Cuarto. Una vida política guiada por un ideal. Un partido no puede ser partido del pueblo si no tiene un ideal que congregue a ese pueblo. Todo pueblo se forma a partir de un acontecimiento particular que sucede en el tiempo, y está unido por un ideal que persigue (más o menos conocido, o intuido). En caso contrario ya no es un pueblo, sino un rebaño. La mayor tentación de quienes ostentan el poder es hacer del pueblo un rebaño, ¡salvando todas las formas, pero haciendo de él un rebaño! Pasolini usaba la palabra «homologación» (cf. P. P. Pasolini, Escritos corsarios, Planeta, Barcelona 1993, pp. 56 s. y 60 ss.). «Pueblo de Italia, viejo titán perezoso, / vil te dije a la cara, y tú me respondiste: bravo» (G. Carducci, «Avanti!, Avanti!», vv. 70-71, de Giambi ed épodi, en Poesie, Garzanti, Milán 1993, p. 167), decía en Yambos y Épodos el joven Giosuè Carducci, sit venia verbis. Una política que no se preocupe de sostener una postura ideal, sino de «tener éxito» a través del poder adquirido, es una política malvada. Es necesario decírselo a nuestros hijos, pero ante todo, a nosotros mismos; es necesario gritárselo a los amigos, gritarlo en las plazas y por las calles, escribirlo en las paredes.
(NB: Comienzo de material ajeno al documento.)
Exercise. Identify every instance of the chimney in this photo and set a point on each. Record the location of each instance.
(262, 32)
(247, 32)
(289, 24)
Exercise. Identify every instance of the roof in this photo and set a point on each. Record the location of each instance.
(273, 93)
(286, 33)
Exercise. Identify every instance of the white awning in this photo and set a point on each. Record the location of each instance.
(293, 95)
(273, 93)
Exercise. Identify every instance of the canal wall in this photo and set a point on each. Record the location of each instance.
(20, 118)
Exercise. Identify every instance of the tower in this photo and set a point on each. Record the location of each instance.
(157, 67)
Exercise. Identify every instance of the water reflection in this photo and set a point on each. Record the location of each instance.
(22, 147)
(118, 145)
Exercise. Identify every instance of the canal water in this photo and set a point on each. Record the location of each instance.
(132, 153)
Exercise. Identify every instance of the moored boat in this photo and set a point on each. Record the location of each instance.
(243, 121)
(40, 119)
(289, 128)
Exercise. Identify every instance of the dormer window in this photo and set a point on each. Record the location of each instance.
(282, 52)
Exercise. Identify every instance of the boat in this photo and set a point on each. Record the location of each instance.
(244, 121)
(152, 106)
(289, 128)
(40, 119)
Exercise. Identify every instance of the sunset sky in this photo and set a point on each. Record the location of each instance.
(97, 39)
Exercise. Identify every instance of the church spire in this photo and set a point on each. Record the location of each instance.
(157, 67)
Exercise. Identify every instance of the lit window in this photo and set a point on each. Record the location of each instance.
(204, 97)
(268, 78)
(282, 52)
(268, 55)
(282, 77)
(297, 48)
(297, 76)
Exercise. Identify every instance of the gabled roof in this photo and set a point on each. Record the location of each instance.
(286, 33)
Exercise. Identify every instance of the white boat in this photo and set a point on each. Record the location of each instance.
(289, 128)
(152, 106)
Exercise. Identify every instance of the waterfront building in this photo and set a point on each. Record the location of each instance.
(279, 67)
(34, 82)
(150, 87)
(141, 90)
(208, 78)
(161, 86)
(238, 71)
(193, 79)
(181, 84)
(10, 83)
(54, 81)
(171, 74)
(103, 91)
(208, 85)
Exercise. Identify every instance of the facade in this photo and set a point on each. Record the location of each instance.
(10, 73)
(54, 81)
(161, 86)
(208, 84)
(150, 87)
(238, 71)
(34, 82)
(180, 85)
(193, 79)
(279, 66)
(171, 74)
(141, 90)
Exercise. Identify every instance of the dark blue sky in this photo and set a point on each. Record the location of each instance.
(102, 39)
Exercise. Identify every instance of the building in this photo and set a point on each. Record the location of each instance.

Una política, así pues, que se preocupe de mantener una actitud ideal. Esto establece una ola educativa y provoca un aire de mayor libertad, un ambiente más libre, y, por lo tanto, provoca la creatividad, la imaginación.
¿Por qué no hay grandes creadores hoy día? ¿Por qué es difícil, y cada vez más, que los haya? Porque falta espacio para el hálito creador. Necesitamos que la política esté realmente hecha por gente (¡y esto es un deber a la hora de elegir a quienes nos representan!) que tenga verdadero interés por el hombre. Es una cuestión previa: después, que hablen de economía, de trenes, del ejército, de los servicios secretos, pero antes que nada deben tener interés por el hombre. Interés por el hombre: esto es lo que hace que la política siga a Dios, porque Dios es el Señor, el político por excelencia, el que tiene un poder –gracias a Dios– en última instancia irresistible.

La religiosidad, que es el punto que inspira toda nuestra postura, no es una cosa abstracta: viene de muy lejos, de cuando fuimos creados, hechos, desde antes del instante en que nuestro padre y nuestra madre nos concibieron, pero ya dentro de sus entrañas. Porque dentro de sus entrañas había otra Presencia que, como dice el Salmo 138 (leedlo si tenéis la Biblia), estaba presente aún antes de que esas entrañas de mi madre me plasmasen (Sal 139 [138],13 ss.); viene de lejos, por tanto, pero entra hasta en los últimos terminales de nuestros intereses (inter-esse: es decir, que entra en nuestro ser, que tiene que ver con nuestro ser, conmigo). Ciertamente, la premisa que me parece más importante es que uno se sienta a sí mismo, que tenga piedad de sí, que se admire de sí mismo. Pues al menos el hecho de que yo viva, de que yo exista, me llena de admiración y asombro. Admiración hacia quien me hace, de la que forma parte mi devoción por mi padre y por mi madre: por mi padre y por mi madre (nunca he hablado sin recordarles, jamás, en cuarenta años).